Dessa venda fazem parte duas villas; a Villa de Comite, ou Villa Comitis (futura Vila do Conde) e a Villa Quintanella (actual lugar de Quintela, Argivai, Póvoa de Varzim). Para além destas, há também referência a confrontações com outras villas, nomeadamente a Villa Fromarici (lugar e antiga freguesia de Formariz, actualmente parte integrante da freguesia de Vila do Conde), Villa Euracini (Póvoa de Varzim), Villa Tauquinia (Touguinha), Villa Argevadi (Argivai) e Villa Anserici (Anseriz, topónimo que se perdeu, presumivelmente também localizada em Argivai4).

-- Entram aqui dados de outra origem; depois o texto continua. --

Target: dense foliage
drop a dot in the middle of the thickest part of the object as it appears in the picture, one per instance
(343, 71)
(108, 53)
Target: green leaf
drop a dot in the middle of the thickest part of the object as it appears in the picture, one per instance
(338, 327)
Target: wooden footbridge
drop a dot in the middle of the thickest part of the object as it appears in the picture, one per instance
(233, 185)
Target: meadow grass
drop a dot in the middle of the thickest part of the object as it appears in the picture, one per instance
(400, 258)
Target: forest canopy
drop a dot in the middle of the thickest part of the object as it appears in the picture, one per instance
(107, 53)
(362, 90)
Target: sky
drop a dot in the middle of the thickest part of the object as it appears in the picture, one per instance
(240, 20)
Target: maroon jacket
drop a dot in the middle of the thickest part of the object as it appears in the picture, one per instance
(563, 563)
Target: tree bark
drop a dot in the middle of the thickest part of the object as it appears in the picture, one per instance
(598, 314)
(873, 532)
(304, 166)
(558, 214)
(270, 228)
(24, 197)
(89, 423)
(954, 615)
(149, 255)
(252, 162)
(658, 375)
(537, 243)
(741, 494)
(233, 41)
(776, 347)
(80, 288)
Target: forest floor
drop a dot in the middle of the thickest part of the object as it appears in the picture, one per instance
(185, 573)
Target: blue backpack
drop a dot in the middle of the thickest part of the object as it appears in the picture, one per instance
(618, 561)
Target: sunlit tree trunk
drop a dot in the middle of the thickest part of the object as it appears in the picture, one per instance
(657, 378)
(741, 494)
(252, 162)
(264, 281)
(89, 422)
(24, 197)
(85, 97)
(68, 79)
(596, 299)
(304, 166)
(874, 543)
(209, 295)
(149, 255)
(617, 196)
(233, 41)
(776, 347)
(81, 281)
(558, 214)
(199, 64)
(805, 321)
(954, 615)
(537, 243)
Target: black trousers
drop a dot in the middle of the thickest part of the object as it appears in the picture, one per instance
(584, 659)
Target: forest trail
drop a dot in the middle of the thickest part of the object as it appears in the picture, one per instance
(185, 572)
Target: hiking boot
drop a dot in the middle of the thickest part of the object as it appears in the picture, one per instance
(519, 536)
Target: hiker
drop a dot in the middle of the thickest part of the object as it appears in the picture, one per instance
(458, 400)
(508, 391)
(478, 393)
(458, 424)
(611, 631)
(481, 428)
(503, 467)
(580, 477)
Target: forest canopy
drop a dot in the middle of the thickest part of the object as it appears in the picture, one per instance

Esta escritura ajuda-nos a reconstruir um pouco da história de Vila do Conde nos séculos anteriores, ainda que com alguma margem de erro. Depreende-se que haveria um “Castro de São João“, no monte da margem norte do rio Ave, onde se situa actualmente o edifício do antigo Mosteiro de Santa Clara. Esta povoação castreja teria origem na ocupação celta5 da Península Ibérica (meados dos primeiro milénio a.C). O castro teria já, à data da escritura, uma igreja dedicada a São João (São João Apóstolo e Evangelista, não o nosso actual padroeiro São João Baptista6), construída presumivelmente após a Reconquista Cristã (séc. IX d.C.)7. Os suevos, no concílio de Lugo de 569, referiam a existência do Castro aquando da divisão do seu reino em paróquias e dioceses. A diocese de Braga teria o seu limite a sul seguindo “pelas águas do Ave até ao castro”. Tais delimitações foram registadas no “Parochiale Suevorum” e reproduzidas no “Liber Fidei8” do arcebispado de Braga.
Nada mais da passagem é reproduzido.